Published online by Cambridge University Press: 24 August 2009
The concentration of carbon dioxide (CO2) in Earth's atmosphere has been steadily increasing since the inception of the Industrial Revolution. Believed to be due primarily to the burning of fossil fuels and the clearing of forests, this phenomenon has two potential consequences of global importance.

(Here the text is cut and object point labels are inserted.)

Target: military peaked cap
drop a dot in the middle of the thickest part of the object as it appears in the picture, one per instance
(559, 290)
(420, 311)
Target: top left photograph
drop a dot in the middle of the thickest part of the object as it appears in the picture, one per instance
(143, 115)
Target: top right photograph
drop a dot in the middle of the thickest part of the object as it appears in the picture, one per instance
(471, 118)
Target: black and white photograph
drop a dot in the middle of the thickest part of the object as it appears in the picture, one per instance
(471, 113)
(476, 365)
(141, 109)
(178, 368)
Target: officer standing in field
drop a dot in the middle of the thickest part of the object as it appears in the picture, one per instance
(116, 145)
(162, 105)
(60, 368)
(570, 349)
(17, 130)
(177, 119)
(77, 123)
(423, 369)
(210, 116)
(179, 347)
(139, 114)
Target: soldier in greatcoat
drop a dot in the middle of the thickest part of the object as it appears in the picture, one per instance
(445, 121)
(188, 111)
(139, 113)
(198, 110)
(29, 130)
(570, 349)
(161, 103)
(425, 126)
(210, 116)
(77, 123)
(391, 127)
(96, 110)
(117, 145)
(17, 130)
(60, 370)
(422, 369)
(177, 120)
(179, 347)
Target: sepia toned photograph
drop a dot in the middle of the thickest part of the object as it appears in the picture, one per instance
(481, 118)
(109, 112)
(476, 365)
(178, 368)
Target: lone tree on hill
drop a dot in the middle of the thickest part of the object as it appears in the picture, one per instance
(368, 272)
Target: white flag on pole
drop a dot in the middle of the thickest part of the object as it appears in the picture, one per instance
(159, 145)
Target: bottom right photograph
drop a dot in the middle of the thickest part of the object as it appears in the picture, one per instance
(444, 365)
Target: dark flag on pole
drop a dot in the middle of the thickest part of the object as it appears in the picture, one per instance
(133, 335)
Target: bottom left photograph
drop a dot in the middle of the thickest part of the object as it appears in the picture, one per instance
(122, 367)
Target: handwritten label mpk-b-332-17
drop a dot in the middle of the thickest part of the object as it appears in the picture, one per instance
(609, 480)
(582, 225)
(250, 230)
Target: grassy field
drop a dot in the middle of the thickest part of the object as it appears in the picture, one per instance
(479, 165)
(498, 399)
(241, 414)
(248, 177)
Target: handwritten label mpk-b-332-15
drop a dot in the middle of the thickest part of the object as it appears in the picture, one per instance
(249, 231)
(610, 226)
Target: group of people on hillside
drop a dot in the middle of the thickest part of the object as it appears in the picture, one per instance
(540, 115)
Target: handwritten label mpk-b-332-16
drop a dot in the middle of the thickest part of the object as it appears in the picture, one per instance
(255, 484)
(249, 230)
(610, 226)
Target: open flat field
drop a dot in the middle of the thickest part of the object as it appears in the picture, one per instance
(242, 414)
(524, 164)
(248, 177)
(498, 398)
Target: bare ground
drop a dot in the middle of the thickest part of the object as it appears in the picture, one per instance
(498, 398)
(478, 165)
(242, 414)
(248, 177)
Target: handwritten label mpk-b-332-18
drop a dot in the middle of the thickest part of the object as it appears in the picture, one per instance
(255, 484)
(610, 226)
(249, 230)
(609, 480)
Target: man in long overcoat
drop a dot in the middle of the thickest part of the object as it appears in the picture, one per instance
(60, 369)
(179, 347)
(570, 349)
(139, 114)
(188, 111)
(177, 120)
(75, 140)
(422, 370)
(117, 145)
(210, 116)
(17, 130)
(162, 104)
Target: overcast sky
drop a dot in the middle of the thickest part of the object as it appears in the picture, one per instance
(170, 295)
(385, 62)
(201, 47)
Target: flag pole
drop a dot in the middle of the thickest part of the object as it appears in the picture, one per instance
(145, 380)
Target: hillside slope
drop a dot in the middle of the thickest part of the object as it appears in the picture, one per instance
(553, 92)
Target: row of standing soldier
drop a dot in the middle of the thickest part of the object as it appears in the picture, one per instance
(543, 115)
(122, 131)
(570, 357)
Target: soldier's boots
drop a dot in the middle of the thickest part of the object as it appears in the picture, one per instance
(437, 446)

Many scientists believe that the CO2 increases projected for Earth's atmosphere by the middle of the next century will lead to a significant warming of the planet which could severely impact world agriculture and cause a melting of polar ice which would greatly raise sea-levels and lead to the flooding of coastal lowlands. Others, however, point to the demonstrable positive effects of elevated concentrations of atmospheric CO2 on plant productivity and wateruse efficiency, suggesting that more CO2 in the air will be beneficial to The Biosphere. Against this backlog of controversy, scientists of both persuasions have attempted the ‘first detection’ of either or both of these effects on a global scale.
With respect to the quest for a climatic ‘signal’, numerous studies conducted to date have come up emptyhanded; it is just not discernible from the natural variations inherent in the data. However, there does appear to be a manifestation of enhanced global photosynthetic activity in the yearly amplitude of atmospheric CO2 concentrations at a number of sites around the world; and the most logical explanation of that seems to be the CO2-induced enhancement of plant growth and development which has been demonstrated to occur in hundreds of laboratory and field experiments.